Valls en première ligne

À la pointe du combat
(Photo AFP)

S’il y a un trait de caractère de Manuel Valls, ministre de l’Intérieur, qui le distingue de ses collègues, c’est son volontarisme qui n’est pas sans rappeler celui de Nicolas Sarkozy. L’affaire Dieudonné, le lecteur voudra bien m’excuser d’y revenir, a plongé le pays dans un  débat juridique qui a pratiquement éteint l’indignation sans laquelle il n’y a pas de beau combat républicain.

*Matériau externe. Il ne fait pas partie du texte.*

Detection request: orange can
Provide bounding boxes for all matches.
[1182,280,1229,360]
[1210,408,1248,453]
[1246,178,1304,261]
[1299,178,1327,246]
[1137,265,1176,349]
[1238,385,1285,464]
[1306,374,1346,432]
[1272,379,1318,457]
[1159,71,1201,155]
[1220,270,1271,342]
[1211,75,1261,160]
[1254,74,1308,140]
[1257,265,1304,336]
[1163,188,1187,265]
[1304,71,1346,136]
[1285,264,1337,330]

Tout en se limitant aux moyens offerts par le droit, M. Valls s’est engagé dans la répression d’une provocation antisémite permanente, conduite avec un cynisme et une efficacité sans pareils.

LE MINISTRE  a rédigé, avec le concours du Premier ministre et sous sa supervision, une circulaire qui permet aux maires d’interdire le spectacle de l’histrion. Successivement, Tours, Bordeaux, Marseille et Nantes ont décidé d’appliquer la circulaire. Comme d’habitude, Dieudonné se débat comme un beau (?) diable : il lance une série de plaintes contre à peu près tout le monde, du ministre de l’Intérieur au président du CRIF, une institution juive,  sous le prétexte que ses adversaires auraient « sali son honneur ». On pouvait s’y attendre et on espère que les juges ne se laisseront pas intimider par ses manoeuvres et le débouteront. Mais le problème n’est pas là.

Coalitions nécessaires.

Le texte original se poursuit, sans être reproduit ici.